Devotional Word for Thursday, April 9, 2020
This is Thursday of Holy Week. It is called Maundy Thursday. Why? The Latin word for commandment is mandatum. We hear there the root word for a reality we’re all living with now: a mandate to Shelter in Place. So mandatum becomes Maundy – commandment – Thursday. It was on Thursday of Holy Week that Jesus spoke the new commandment to love one another. He gave this mandatum during the Last Supper. He demonstrated the essence of the commandment when He washed the disciples’ feet during that meal.
Here’s how John in his gospel explains it: Jesus, knowing that His hour had come that He would depart out of this world to the Father, having loved His own who were in the world, He loved them to the end. . . . knowing that the Father had given all things into His hands, and that He had come forth from God and was going back to God, [Jesus] got up from supper and laid aside His garments; and taking a towel . . . He began to wash the disciples’ feet. [John 13:1,4-5]
Can we receive the love of Jesus? Will you let Him wash your feet? We’ve had foot washing services before. They always were the least well attended service of the year. Why? Because no one wants others to see or wash their feet. Peter was that way when Jesus came to wash his feet. Peter said to Jesus, “Never shall You wash my feet!” [John 13:8] What a great categorical statement!

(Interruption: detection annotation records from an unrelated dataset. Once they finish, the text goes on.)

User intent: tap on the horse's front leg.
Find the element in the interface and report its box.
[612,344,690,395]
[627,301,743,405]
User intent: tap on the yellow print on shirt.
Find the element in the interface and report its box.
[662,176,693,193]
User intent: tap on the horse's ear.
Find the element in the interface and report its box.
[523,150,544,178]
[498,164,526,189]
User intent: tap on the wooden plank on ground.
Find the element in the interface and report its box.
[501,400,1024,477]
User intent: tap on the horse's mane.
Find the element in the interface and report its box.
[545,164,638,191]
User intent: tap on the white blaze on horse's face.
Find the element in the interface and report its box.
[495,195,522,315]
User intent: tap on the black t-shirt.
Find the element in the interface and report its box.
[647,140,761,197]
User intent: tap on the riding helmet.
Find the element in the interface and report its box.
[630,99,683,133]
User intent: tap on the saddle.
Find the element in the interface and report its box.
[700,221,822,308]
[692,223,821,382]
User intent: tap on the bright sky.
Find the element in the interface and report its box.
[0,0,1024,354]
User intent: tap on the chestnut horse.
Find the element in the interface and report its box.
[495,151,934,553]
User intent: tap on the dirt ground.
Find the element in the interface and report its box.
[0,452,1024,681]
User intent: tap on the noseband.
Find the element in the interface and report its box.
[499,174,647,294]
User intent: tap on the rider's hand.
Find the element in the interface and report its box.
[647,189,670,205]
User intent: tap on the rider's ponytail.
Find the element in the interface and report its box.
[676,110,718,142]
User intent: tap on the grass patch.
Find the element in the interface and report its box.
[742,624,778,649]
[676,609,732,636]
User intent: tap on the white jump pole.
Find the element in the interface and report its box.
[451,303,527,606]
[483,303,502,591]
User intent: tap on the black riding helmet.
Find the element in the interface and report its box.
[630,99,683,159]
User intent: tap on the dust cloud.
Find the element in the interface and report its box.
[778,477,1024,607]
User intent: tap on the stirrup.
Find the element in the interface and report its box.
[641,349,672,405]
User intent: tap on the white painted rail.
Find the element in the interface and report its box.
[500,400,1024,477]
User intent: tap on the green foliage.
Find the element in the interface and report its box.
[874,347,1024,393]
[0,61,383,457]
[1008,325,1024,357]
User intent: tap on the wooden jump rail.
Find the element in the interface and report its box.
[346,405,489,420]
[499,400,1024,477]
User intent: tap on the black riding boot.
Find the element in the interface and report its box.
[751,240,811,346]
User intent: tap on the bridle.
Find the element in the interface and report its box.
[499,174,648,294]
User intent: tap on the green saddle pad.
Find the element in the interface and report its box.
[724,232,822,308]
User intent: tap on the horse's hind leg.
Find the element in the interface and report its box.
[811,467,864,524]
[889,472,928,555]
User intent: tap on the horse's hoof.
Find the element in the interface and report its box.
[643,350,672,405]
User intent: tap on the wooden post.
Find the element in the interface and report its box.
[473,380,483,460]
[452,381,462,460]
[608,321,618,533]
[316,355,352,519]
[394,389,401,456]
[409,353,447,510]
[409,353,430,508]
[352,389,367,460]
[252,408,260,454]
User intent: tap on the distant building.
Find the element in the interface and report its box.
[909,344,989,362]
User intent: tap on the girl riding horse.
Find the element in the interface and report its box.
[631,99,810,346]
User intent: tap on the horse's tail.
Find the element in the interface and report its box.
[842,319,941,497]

Jesus calmly replied to Peter, “If I do not wash you, you have no part with Me.” [John 13:8] That was another categorical statement! It brought Peter up short, and he goes to the exact other extreme: “Lord, then wash not only my feet, but also my hands and my head.” [John 13:9] Peter, like many of us, was afflicted with what Martin Luther called Drunken German Peasant Syndrome. That’s when the inebriated peasant first falls off one side of the donkey but gets back up and promptly falls off the other side of the donkey!
Jesus provides the corrective balance for Peter. He who has bathed needs only to wash his feet, but is completely clean. [John 13:10] In other words, Peter, you don’t need to hop back in the bathtub, you just need to wash your feet.
One of the ways we benefit from this exchange is the helpful insight it provides about the reality that Christians are simultaneously saints and sinners. Here’s what I mean. Simply by living in our world there is a fair amount of dirt that gets on us, some by our stepping in it as it were, and some by grabbing onto us as we’re walking past. In both cases, we’re dirty and need to get washed. We need to go to Jesus and confess our sin, not because we need to be converted again, but because we are converted and know we need His continued mercy in our lives.
On the other hand, if we think because we’re converted, we’re set to go and will no longer need the mercy of Jesus, that we’re going to practice victorious Christian living, we’re in for a rude awakening or for a very shallow Christian life. Though our old man is dying daily, he doesn’t die completely until we die. He will continue to rear his head throughout this life. That’s why we need the balance Jesus gives Peter on the first Maundy Thursday.
Christians are, as Charles Dickens put it, a marvelous mixture of mud and marble. Holy Week is a good time to reflect on that reality more deeply. Jesus taught His disciples to pray “forgive us our debts as we forgive our debtors.” That’s a good prayer, and that’s a good way we can wash one another’s feet.
Let us pray: Lord Jesus, thank You for washing our feet. We need it. Help us to live and walk in such a way that we don’t always “step in it.” Help us make straight paths for our feet. Let us not be so presumptuous as to imagine there is a point in time when we can live by our own righteousness, our own “keeping clean.” Help us to keep our eyes fixed on You, for You are the Author and Perfecter of our faith. May Your name be praised by our lives. Amen.